Multispectral Search for Medieval Manuscripts

Analytical or computational imaging offers important new tools for scholarship in the humanities. Computational imaging technologies can support the collection of replicable data about cultural heritage objects that allow scholars and conservators to answer questions about artifacts that cannot be answered by means of simple visual inspection. YDC2 is supporting a project that will use multispectral imaging (MSI) of medieval manuscripts to provide additional data about the inks and pigments used in their creation as part of the Digitally Enabled Scholarship with Medieval Manuscripts project.

With invaluable support from Beinecke Library colleagues Ray Clemens, Curator for Early Books and Manuscripts and Chris Edwards, Head of the Digital Studio, last week Ruggero Pintus and Ying Yang, Post-Doctoral Fellows from the Computer Science department were able to multispectrally image the entire third recension of the Confessio Amantis,1392-93 by John Gower.  These images of the Gower manuscript promise to reveal additional information about how it was written and illustrated while the set-up process was important preparation for taking the technology on the road to other repositories of medieval manuscripts. Many thanks to the Beinecke Rare Book and Manuscript Library for supporting this work.

A multispectral image is one that captures image data at specific frequencies across the electromagnetic spectrum.   Spectral imaging can allow extraction of additional information the human eye fails to capture.  Multispectral imaging aims at providing a description of the reflective properties of a surface.  Multispectral images provide a more precise color analysis which makes these images suitable for the monitoring or restoration of artwork as well as any research activities that require high quality color information. – See more at: http://ydc2imaginglab.commons.yale.edu/#sthash.FPGLLoXx.dpuf

Ruggero and Ying explained that the entirety of the Gower manuscript was acquired with an 8-band, high-resolution multispectral camera and a Xenon light source that emits from ultra-violet to infra-red wavelengths, in a completely dark room. The raw data is a set of high dynamic range (16bit) images. The multispectral camera resolution is 2504×3326 pixels (8.3Mpixels), and for each multi-spectral acquisition we have eight images (one for each band).  This set-up has spectral sampling intervals (about 50nm) similar to those employed by Ricciardi et al. [1], which demonstrated that the limited set of pigments used in manuscript illuminations can be at least separated and sometimes identified, even when mixed, by acquiring images at moderate spectral sampling intervals (50 nm) under low light levels (∼150 lux) while having high spatial sampling (∼250 pixels per in). Thus, the acquired data will allow us to study the distribution of different elements across the manuscript page, to map out similarities in measured color/material/pigment, and to achieve the more robust, objective specification of them.

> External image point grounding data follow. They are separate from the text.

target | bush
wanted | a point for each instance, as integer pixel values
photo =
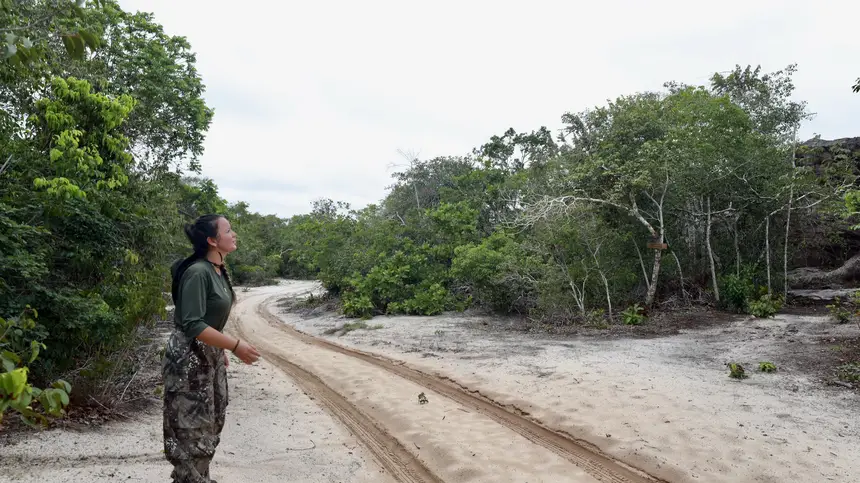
(633, 315)
(16, 393)
(849, 372)
(736, 371)
(737, 291)
(487, 271)
(841, 311)
(765, 307)
(357, 305)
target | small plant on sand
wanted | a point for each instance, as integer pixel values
(849, 372)
(765, 307)
(736, 371)
(17, 352)
(596, 319)
(841, 311)
(633, 315)
(347, 328)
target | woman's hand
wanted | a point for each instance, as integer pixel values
(247, 353)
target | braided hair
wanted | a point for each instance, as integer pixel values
(198, 234)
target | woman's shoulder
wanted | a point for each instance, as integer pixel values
(198, 268)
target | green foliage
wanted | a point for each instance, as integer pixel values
(849, 372)
(737, 291)
(736, 371)
(765, 306)
(86, 227)
(19, 348)
(488, 272)
(633, 315)
(843, 311)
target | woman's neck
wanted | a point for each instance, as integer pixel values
(215, 257)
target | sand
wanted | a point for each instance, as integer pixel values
(274, 433)
(663, 404)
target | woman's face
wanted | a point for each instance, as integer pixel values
(226, 242)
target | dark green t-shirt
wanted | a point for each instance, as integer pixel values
(205, 300)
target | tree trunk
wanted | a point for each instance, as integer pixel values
(655, 273)
(788, 217)
(737, 248)
(711, 252)
(785, 248)
(767, 251)
(642, 264)
(681, 278)
(603, 277)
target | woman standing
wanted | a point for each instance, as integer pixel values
(195, 362)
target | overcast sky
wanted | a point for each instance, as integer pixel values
(313, 99)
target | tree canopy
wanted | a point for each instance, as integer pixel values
(688, 194)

[1] Ricciardi, P., Delaney, J.K., Glinsman, L.D., Thoury, M., Facini, M. & de la Rie, E.R. 2009. Use of Visible and Infrared Reflectance and Luminescence Imaging Spectroscopy to Study Illuminated Manuscripts: Pigment Identification and Visualization of Underdrawings. In: L. Pezzati & R. Salimbeni, eds. Proceedings of SPIE, O3A: Optics for Arts, Architecture, and Archaeology II. Bellingham, WA: SPIE, vol. 7391, pp. 739106–12.

This is the setup used to multispectral scan a manuscript at the Beinecke library. The multispectral camera is mounted on a copy stand with a 1 meter column. The xenon light (UV) source is mounted on a separate tripod. Color targets are used to callibrate the camera. Once this is completed, the manuscript will be laid out on the copy stand and images of each page will be taken one at a time.

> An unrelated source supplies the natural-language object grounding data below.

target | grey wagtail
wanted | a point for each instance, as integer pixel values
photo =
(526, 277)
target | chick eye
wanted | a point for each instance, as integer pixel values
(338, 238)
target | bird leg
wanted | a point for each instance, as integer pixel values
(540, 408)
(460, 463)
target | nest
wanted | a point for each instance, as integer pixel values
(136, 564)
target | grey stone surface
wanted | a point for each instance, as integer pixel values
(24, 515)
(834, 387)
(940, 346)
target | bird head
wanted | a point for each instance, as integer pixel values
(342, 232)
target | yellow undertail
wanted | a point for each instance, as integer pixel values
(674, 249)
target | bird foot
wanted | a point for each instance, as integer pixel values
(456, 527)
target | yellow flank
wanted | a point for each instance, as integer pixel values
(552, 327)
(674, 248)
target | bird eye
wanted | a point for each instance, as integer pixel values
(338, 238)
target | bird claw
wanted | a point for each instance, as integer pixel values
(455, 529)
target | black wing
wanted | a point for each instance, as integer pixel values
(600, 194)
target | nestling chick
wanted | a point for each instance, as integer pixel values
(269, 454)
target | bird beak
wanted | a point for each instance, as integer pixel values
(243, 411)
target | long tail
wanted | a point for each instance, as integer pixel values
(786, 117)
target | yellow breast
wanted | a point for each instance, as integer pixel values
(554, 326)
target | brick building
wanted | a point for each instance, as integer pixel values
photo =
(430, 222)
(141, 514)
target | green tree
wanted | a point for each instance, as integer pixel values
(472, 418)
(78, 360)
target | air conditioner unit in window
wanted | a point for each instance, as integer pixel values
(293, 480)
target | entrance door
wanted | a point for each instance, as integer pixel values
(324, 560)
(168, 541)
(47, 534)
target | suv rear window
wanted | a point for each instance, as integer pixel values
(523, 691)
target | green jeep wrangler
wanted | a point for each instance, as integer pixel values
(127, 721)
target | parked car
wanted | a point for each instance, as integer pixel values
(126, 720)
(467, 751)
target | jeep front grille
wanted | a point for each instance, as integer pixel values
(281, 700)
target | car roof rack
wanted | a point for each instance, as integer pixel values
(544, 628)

The color target and spectralon (white and grey target) are used to help callibrate the 8 multispectral camera filters: 6 in the visible range, 1 in the ultraviolet (UV) range and 1 in the infrared (IR) range.

This photo shows the manuscript open so the right pages can be acquired by the multispectral camera.

The manuscript is supported by foam as the book is rotated and the photographing of the left pages begins. A velvet ‘snake’ weight is used to the hold the right pages down so that they don’t move into the shots of the left pages.

This is a closeup of a section of the Gower manuscript.

This is a closeup view of some of the intricate scrollwork found in the Gower manuscript.